In fact, as Luke’s community dealt with the lack of Christ’s imminent return, he introduces what we might label the “already and not yet” dichotomy of eschatology while distinctly focusing on the ability (perhaps even necessity) of the Church to make this Kingdom manifest now. Luke’s Acts is the only example of Christ’s post-resurrection teaching of the disciples about the Kingdom, and it is clear that this 40-day period of instruction is distinctly linked to the great commission and Pentecost. The Church is a countercultural event and those who claim Christ are charged with continuing the inbreaking of his Kingdom. In this sense, justice-work is a constitutive aspect of our faith. Or, if we are to build off of Catholic social teaching’s commitment to bringing the Gospel to the world, orthodoxy is impossible without orthopraxy.

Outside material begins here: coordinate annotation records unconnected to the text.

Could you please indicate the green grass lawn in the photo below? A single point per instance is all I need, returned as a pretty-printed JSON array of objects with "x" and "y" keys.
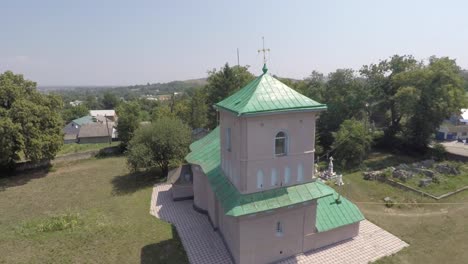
[
  {"x": 89, "y": 211},
  {"x": 74, "y": 147},
  {"x": 437, "y": 231},
  {"x": 448, "y": 183}
]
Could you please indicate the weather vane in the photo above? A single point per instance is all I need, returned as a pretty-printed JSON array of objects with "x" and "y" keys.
[{"x": 264, "y": 50}]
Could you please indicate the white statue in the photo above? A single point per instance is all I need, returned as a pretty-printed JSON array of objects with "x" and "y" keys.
[
  {"x": 339, "y": 180},
  {"x": 330, "y": 168}
]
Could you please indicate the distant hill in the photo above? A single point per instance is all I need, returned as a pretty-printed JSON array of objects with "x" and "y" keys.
[{"x": 162, "y": 86}]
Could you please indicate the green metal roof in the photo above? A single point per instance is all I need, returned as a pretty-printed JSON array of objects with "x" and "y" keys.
[
  {"x": 206, "y": 153},
  {"x": 266, "y": 94},
  {"x": 83, "y": 120},
  {"x": 331, "y": 214}
]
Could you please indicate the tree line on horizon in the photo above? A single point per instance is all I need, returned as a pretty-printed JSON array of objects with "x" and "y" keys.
[{"x": 397, "y": 103}]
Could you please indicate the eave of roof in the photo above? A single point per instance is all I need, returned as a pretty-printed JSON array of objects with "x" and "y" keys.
[
  {"x": 265, "y": 95},
  {"x": 205, "y": 153}
]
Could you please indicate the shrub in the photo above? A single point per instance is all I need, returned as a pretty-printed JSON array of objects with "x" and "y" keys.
[{"x": 438, "y": 152}]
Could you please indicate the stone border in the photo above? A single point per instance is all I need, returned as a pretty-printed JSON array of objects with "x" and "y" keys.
[{"x": 406, "y": 187}]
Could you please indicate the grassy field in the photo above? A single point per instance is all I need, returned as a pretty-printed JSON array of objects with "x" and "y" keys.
[
  {"x": 436, "y": 231},
  {"x": 74, "y": 148},
  {"x": 89, "y": 211},
  {"x": 448, "y": 183}
]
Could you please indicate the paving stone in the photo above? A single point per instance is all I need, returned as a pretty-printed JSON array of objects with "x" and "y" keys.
[{"x": 203, "y": 245}]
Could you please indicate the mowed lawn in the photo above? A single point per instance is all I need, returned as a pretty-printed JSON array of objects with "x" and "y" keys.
[
  {"x": 89, "y": 211},
  {"x": 437, "y": 231},
  {"x": 75, "y": 148}
]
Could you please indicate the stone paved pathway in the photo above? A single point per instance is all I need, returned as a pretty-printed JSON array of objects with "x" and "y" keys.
[{"x": 204, "y": 246}]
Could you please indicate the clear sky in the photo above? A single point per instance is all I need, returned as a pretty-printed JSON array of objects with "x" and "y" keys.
[{"x": 132, "y": 42}]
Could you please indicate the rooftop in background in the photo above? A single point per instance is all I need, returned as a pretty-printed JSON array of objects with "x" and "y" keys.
[
  {"x": 96, "y": 130},
  {"x": 83, "y": 120},
  {"x": 95, "y": 113},
  {"x": 266, "y": 94}
]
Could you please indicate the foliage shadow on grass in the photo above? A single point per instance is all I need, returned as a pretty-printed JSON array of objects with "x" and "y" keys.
[
  {"x": 14, "y": 179},
  {"x": 167, "y": 251},
  {"x": 132, "y": 182}
]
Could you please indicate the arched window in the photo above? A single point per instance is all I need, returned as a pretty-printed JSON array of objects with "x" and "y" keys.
[
  {"x": 281, "y": 141},
  {"x": 287, "y": 175},
  {"x": 300, "y": 172},
  {"x": 279, "y": 228},
  {"x": 259, "y": 179},
  {"x": 274, "y": 177}
]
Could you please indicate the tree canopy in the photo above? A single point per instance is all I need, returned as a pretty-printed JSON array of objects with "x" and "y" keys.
[
  {"x": 30, "y": 122},
  {"x": 73, "y": 112},
  {"x": 163, "y": 142},
  {"x": 110, "y": 100},
  {"x": 352, "y": 143}
]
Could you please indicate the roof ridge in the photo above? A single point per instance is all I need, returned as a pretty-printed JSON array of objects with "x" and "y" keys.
[{"x": 258, "y": 79}]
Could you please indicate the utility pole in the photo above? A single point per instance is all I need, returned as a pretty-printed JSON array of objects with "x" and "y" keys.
[{"x": 264, "y": 50}]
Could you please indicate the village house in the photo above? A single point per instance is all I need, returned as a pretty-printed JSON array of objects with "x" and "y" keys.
[
  {"x": 96, "y": 132},
  {"x": 71, "y": 129},
  {"x": 253, "y": 176},
  {"x": 110, "y": 114},
  {"x": 456, "y": 127}
]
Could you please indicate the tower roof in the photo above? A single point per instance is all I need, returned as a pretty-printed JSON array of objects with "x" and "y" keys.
[{"x": 266, "y": 94}]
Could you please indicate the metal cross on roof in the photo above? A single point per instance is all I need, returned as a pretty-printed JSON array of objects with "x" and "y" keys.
[{"x": 264, "y": 50}]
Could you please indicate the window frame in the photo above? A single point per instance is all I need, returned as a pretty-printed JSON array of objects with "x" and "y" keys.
[
  {"x": 260, "y": 179},
  {"x": 279, "y": 228},
  {"x": 228, "y": 139},
  {"x": 285, "y": 144}
]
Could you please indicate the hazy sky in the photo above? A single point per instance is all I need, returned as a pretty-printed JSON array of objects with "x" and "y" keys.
[{"x": 132, "y": 42}]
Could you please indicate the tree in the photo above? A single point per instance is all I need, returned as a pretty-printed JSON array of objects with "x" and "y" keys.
[
  {"x": 199, "y": 110},
  {"x": 162, "y": 111},
  {"x": 30, "y": 122},
  {"x": 163, "y": 142},
  {"x": 91, "y": 102},
  {"x": 109, "y": 100},
  {"x": 128, "y": 122},
  {"x": 222, "y": 84},
  {"x": 352, "y": 143},
  {"x": 346, "y": 97},
  {"x": 436, "y": 91},
  {"x": 74, "y": 112},
  {"x": 384, "y": 81}
]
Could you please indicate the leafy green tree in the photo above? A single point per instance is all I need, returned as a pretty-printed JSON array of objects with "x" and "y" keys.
[
  {"x": 74, "y": 112},
  {"x": 198, "y": 109},
  {"x": 436, "y": 92},
  {"x": 163, "y": 142},
  {"x": 352, "y": 143},
  {"x": 30, "y": 122},
  {"x": 384, "y": 82},
  {"x": 162, "y": 111},
  {"x": 222, "y": 84},
  {"x": 128, "y": 122},
  {"x": 91, "y": 102},
  {"x": 110, "y": 100},
  {"x": 346, "y": 97}
]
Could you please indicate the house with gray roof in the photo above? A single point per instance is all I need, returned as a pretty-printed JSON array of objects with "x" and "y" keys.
[{"x": 95, "y": 132}]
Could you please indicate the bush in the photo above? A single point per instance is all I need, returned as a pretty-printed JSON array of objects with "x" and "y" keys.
[
  {"x": 161, "y": 144},
  {"x": 51, "y": 224},
  {"x": 438, "y": 152}
]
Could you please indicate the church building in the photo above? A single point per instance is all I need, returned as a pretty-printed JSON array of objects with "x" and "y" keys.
[{"x": 254, "y": 176}]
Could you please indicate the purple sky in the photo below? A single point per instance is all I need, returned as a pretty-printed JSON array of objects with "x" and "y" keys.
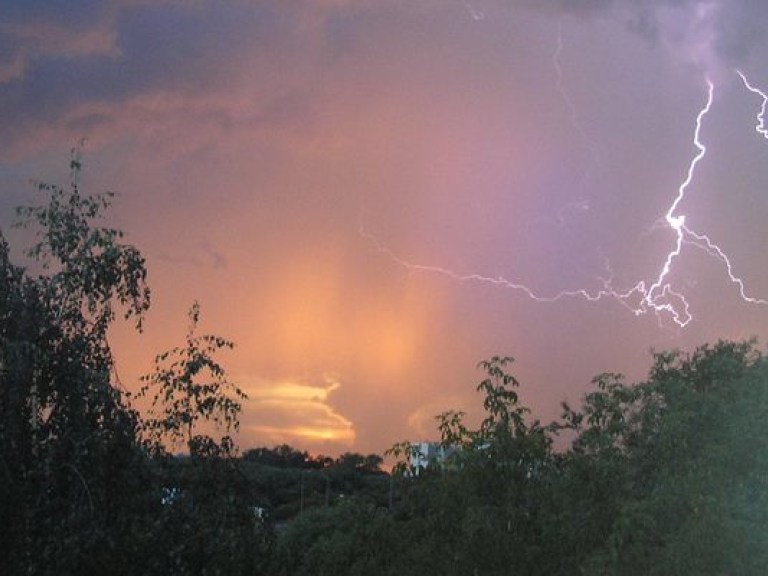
[{"x": 342, "y": 184}]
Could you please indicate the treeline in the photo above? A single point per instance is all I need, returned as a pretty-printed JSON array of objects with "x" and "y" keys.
[{"x": 664, "y": 476}]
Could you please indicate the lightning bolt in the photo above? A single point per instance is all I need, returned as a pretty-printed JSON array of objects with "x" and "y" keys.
[
  {"x": 581, "y": 204},
  {"x": 658, "y": 297},
  {"x": 760, "y": 127}
]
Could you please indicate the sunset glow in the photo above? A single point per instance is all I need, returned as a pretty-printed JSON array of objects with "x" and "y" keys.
[{"x": 343, "y": 186}]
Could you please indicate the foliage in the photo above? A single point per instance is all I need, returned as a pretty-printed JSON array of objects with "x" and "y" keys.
[
  {"x": 191, "y": 386},
  {"x": 79, "y": 493}
]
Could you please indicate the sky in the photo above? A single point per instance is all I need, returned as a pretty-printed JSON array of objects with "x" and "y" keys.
[{"x": 371, "y": 196}]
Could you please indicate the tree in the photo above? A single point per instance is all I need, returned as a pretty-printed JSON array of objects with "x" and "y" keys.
[
  {"x": 190, "y": 387},
  {"x": 69, "y": 436}
]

It is here that I introduce a liberative figure that encapsulates this intersection perfectly, Peter Maurin. Best known for being Dorothy Day’s companion in founding the Catholic Worker in 1933, the French peasant philosopher saw his lay vocation as enacting Catholic social teaching within his context. Specifically, he analyzed how the Church’s tradition might answer the dehumanizing aspects of the modern world around him. Incorporating French Personalism, voluntary poverty, and the Papal social encyclicals, Maurin spent his life performing works of mercy that elevated the Imago Dei of everyone that he encountered. For Maurin, the most pressing issue of his time was that the Church had forgotten its radix, or foundation of fundamentally questioning the ways of the World and enacting the Kingdom. In Book Three of his Easy Essays collection, he highlights this countercultural nature of early Christianity in hopes of inspiring others to take on radical living.
Feeding the Poor: At a Sacrifice from Peter Maurin’s Easy Essays
In the first centuries
of Christianity
the hungry were fed
at a personal sacrifice,
the naked were clothed
at a personal sacrifice,
the homeless were sheltered
at personal sacrifice.
And because the poor
were fed, clothed and sheltered
at a personal sacrifice,
the pagans used to say
about the Christians
“See how they love each other.”
In our own day
the poor are no longer
fed, clothed and sheltered
at a personal sacrifice,
but at the expense
of the taxpayers.
And because the poor
are no longer
fed, clothed and sheltered
the pagans say about the Christians
“See how they pass the buck.”
As we reflect on both the Gospel lesson offered by Jesus’s parable of the blind leading the blind and Peter Maurin’s assessment of how early Christianity functioned in the wake of Christ’s ministry, death, and resurrection, we can ask ourselves if we are living authentically and radically enough. Have we let the Empire of our own time shape our values, our actions, and our communities, or will our manifestations of the Kingdom cause others to say, “See how they love each other?”